Spend a day at any UK auction and the same names come round again and again. These aren't the rare or the exotic — they're the bread-and-butter cars that make up the bulk of every catalogue, because they're the cars Britain actually drives. Here are ten you'll see in almost every sale.
1. Ford Fiesta
For years the UK's best-selling car, so it's everywhere on the used market and everywhere at auction. Cheap to run, easy to sell, demand at every price point.
2. Vauxhall Corsa
The other supermini staple. Huge fleet and driving-school presence means a constant stream through the lanes, in every age and condition.
3. Ford Focus
The default family hatchback for a generation. High volumes, broad demand, and a model range wide enough that there's a Focus for nearly every buyer.
4. Volkswagen Golf
The "premium-ish" hatch that holds its value and its reputation. Always well-bid when clean, across petrol, diesel and the sportier variants.
5. Vauxhall Astra
A fleet and Motability favourite, which means steady, predictable supply of sensible, well-documented examples.
6. Ford Kuga / Nissan Qashqai
The family-SUV workhorses. The Qashqai practically created the crossover market in the UK, and both turn up in numbers as lease and fleet cars cycle out.
7. BMW 3 Series
The volume premium saloon and estate. Ex-business and ex-lease cars keep the supply high, and there's always retail demand for a tidy one.

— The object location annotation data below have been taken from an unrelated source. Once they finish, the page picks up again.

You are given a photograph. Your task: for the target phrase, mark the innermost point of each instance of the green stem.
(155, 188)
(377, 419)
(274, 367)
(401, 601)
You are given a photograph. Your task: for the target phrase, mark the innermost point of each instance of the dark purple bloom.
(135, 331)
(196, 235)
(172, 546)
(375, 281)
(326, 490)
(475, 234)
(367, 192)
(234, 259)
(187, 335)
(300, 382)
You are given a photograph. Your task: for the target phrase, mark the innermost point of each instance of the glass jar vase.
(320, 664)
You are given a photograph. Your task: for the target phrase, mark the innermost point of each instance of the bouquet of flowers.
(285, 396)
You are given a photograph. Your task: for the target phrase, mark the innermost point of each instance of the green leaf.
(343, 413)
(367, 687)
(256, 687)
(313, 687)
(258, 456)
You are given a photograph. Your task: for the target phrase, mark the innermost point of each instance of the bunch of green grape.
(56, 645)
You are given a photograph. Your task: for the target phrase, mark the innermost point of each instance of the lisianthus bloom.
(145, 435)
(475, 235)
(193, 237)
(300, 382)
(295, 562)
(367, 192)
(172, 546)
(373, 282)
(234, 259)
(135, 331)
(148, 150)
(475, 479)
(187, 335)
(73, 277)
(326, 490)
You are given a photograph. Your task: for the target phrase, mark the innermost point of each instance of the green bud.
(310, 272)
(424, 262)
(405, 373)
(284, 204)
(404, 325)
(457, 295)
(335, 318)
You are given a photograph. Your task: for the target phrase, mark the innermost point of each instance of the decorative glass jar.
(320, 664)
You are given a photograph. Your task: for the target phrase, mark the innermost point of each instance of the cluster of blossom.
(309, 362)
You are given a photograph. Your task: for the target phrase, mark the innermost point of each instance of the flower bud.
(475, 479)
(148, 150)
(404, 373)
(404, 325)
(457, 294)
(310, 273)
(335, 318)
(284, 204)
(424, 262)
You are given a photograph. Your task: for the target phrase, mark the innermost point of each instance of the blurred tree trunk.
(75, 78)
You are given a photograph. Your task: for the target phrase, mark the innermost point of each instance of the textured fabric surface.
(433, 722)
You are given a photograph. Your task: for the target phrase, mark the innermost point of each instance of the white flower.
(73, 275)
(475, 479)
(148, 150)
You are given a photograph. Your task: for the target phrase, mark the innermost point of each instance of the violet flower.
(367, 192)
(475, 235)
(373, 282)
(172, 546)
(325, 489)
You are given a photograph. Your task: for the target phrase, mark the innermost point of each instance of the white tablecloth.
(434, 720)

8. Mercedes-Benz A-Class / C-Class
Premium badges that sell on the forecourt, fed into auction by company schemes and PCP returns in steady numbers.
9. MINI Hatch
Strong, loyal retail demand and high used values make clean examples a reliable fixture and a reliable seller.
10. Audi A3
The premium-hatch counterpart to the Golf it shares its bones with. Plentiful ex-lease supply, consistent demand.
Spot the pattern
Superminis, family hatches, family SUVs and premium-badge volume cars — the exact shape of what the country buys new ends up, a few years later, defining what fills the auction halls. The common cars are common for a reason: they sold in huge numbers once, and they sell in huge numbers again.